La FAO ne possède pas encore de données suffisantes pour évaluer de façon précise le potentiel de production pour le monde entier. L'étude GFSM couvre par exemple une bonne partie de la planète, mais elle exclut la contribution pourtant appréciable des arbres hors forêt. Toutefois, cette étude peut être utilisée pour comparer l'estimation des niveaux de production (tels qu'ils apparaissent à la figure 4) au potentiel d'approvisionnement des forêts et des sources de fibres ligneuses récupérées et non ligneuses pour certaines régions (tableau 8).

 

TABLEAU 8
Prévisions comparées entre le potentiel de production des forêts et celui
des fibres récupérées et non ligneuses, d'une part, et la production de bois
et de fibres en 2010, d'autre part
(en millions de m3 EQ)

 

Production prévue en 2010

 

Région

Bois rond
industriel

Fibres récupérées
et non ligneuses

Total

Potentiel total
de production
en 2010a

Afrique

84

2

86

81

Asie

421

222

643

729

Océanie

54

0

54

80

Europe

502

133

632

893

Amérique du Nord et centrale

658

147

805

835

Amérique du Sud

153

2

155

225

Total mondial

1 872

506

2 375

2 843

a Evaluations du GFSM (FAO, 1998a) ou évaluations officielles des gouvernements.

 

Comme le tableau 8 l'indique, les niveaux de production se situent parfaitement dans les limites du potentiel de production pour l'Amérique du Sud et l'Océanie, mais se rapprochent de la limite maximale en Asie et la dépassent en Afrique. La cinquième étude sur les tendances et les perspectives du bois en Europe (ECA/FAO Division de l'agriculture et du bois, 1996a) permet également de penser que l'Europe devrait disposer d'un approvisionnement suffisant pour répondre à ses besoins de production pour l'avenir proche. Toutefois, deux aspects méritent d'être retenus. Premièrement, l'étude GFSM présente des résultats qui devraient être considérés comme un volume maximal absolu de disponibilités. Les coûts qui devraient être engagés pour avoir accès aux zones de plus en plus marginales prises en compte dans l'analyse GFSM sont tels que l'offre potentielle totale indiquée au tableau 8 risque de ne pas être exploitée dans un avenir proche. Deuxièmement, il convient de rappeler que, si les approvisionnements sont peut-être abondants à l'échelle d'une grande région ou d'un pays, les pénuries locales pourraient pousser les décideurs forestiers à mettre en exploitation des zones de forêts naturelles.
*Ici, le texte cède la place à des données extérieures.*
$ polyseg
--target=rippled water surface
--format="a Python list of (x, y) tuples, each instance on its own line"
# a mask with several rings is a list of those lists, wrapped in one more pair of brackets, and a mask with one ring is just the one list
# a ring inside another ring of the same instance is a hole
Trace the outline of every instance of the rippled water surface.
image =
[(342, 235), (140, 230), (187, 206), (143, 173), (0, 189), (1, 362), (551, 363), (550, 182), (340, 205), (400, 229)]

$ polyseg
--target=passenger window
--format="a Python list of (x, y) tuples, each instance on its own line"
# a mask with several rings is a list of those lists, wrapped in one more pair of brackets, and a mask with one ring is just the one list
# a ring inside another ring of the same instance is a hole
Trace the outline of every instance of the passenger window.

Dans des régions comme l'Afrique et l'Asie, où les approvisionnements provenant des forêts (en particulier les grumes de grande taille) sont sous pression, les consommateurs de bois et de fibres devront de plus en plus se tourner vers d'autres sources pour répondre à la demande (comme ils le font déjà en Asie) s'ils ne veulent pas surexploiter les forêts. Ou, plus vraisemblablement, on assistera au renforcement de la tendance des marchés des produits forestiers à remplacer les bois de sciage et les contre-plaqués par d'autres panneaux à base de bois et par des produits de haute technologie, qui peuvent être fabriqués avec du bois de petites dimensions ou avec des substituts non ligneux.
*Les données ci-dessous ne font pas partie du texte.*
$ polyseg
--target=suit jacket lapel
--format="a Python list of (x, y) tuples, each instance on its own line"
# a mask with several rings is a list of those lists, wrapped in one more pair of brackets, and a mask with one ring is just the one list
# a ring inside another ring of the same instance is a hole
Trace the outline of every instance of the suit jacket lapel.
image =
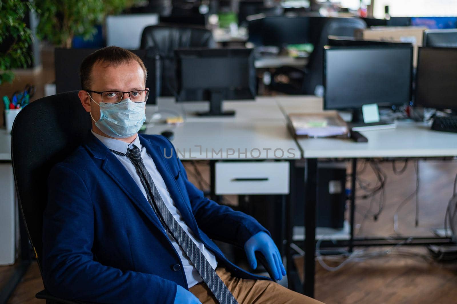
[(106, 146), (92, 134), (89, 136), (86, 148), (94, 156), (102, 160), (101, 169), (109, 175), (132, 201), (153, 224), (165, 233), (162, 224), (132, 176)]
Pour conclure, l'analyse de l'offre et de la demande réalisée par la FAO semble indiquer que la capacité des forêts et des autres sources de fibres suffira à répondre à la demande dans un avenir prévisible, bien que la situation puisse varier d'un pays ou d'une région à l'autre. L'Afrique et l'Asie du Sud devront avoir recours à un large éventail de sources non forestières d'approvisionnement pour couvrir leurs besoins. Par ailleurs, dans le cas précis des grumes de sciage de qualité supérieure, la demande égalera ou dépassera la capacité de production des forêts et des plantations dans des régions comme l'Afrique, l'Asie du Sud-Est et les îles du Pacifique.
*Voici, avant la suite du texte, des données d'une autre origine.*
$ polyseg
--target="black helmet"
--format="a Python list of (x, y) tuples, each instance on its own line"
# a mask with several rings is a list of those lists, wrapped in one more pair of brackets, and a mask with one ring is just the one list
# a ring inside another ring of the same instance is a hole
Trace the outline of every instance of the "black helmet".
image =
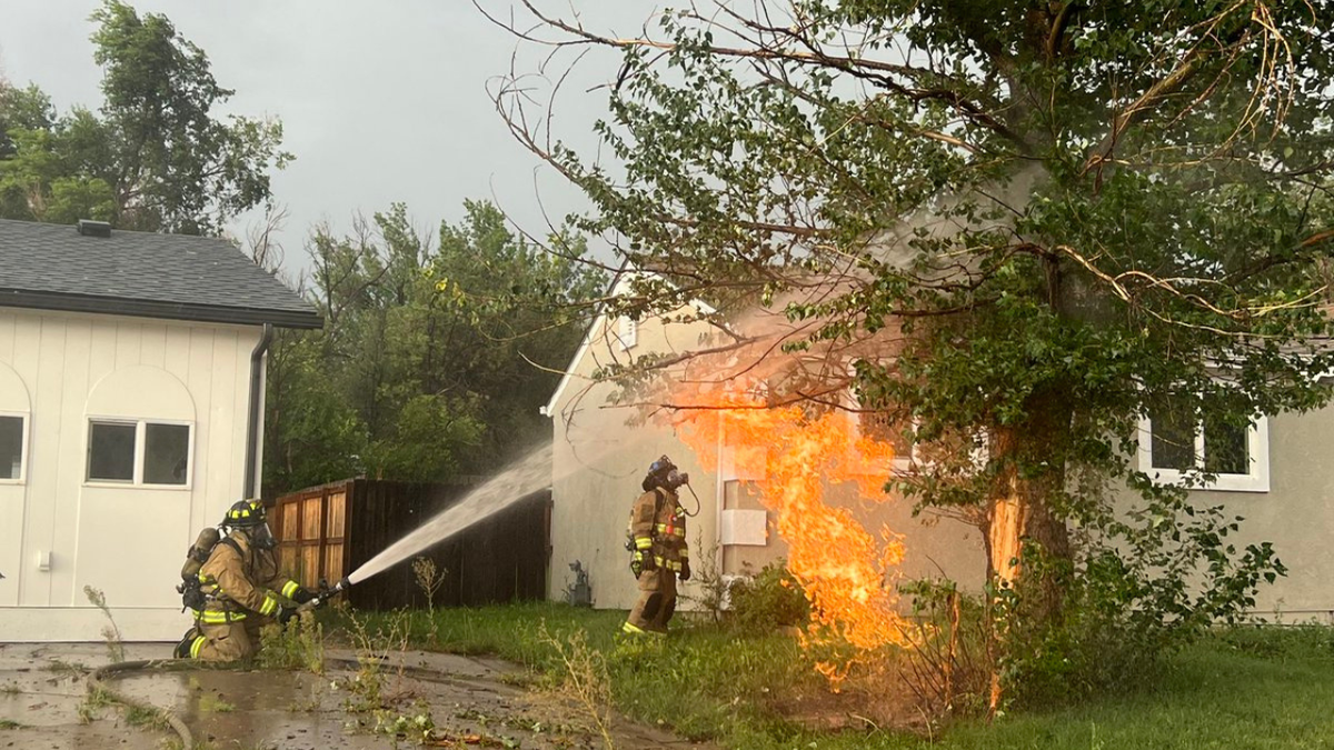
[(655, 487), (663, 487), (675, 492), (676, 487), (682, 484), (690, 484), (690, 475), (678, 471), (676, 464), (667, 456), (659, 458), (648, 467), (648, 475), (644, 476), (643, 482), (646, 492), (652, 491)]
[(223, 516), (223, 526), (232, 528), (251, 528), (267, 523), (264, 518), (264, 503), (259, 500), (236, 500), (227, 508)]
[(268, 519), (264, 516), (264, 503), (259, 500), (237, 500), (227, 508), (223, 526), (237, 528), (245, 532), (251, 543), (261, 550), (272, 550), (277, 546), (277, 539), (268, 530)]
On ne prévoit pas de hausse marquée des prix de ces produits au cours de la période prise en compte. De nombreuses régions peuvent satisfaire, voire dépasser, la demande de produits ligneux manufacturés. La récession mondiale actuelle va continuer à exercer diverses pressions sur les prix à la consommation. Il peut se faire que les pressions sur les prix de certains types de bois ronds de qualité supérieure s'exercent à la hausse; mais ces augmentations seront limitées par la concurrence du bois de moins bonne qualité et de substituts non ligneux. La tendance à transformer de plus en plus la matière première ligneuse devrait se maintenir à l'échelon national. Les flux commerciaux ne devraient pas changer, sauf en ce qui concerne les produits transformés sur place destinés à devenir plus importants, alors que les matières premières brutes ou semi-transformées diminueront.

Evolution possible des marchés

Offre de bois. Les sources de bois et d'autres fibres utilisées pour la production évolueront probablement à l'avenir. On prévoit que, dans la plupart des pays, la production de bois et de fibres délaissera de plus en plus les ressources forestières au profit d'autres sources végétales et d'autres d'approvisionnements. L'utilisation croissante des résidus de transformation du bois et des fibres recyclées dans l'assortiment des intrants utilisés constituera le changement le plus significatif. Ces sources secondaires prendront de plus en plus d'importance dans les régions plus développées d'Amérique du Nord, d'Europe et d'Asie, tandis que les arbres hors forêt devraient jouer un rôle plus significatif, à mesure que les ressources forestières diminueront dans certaines régions moins développées.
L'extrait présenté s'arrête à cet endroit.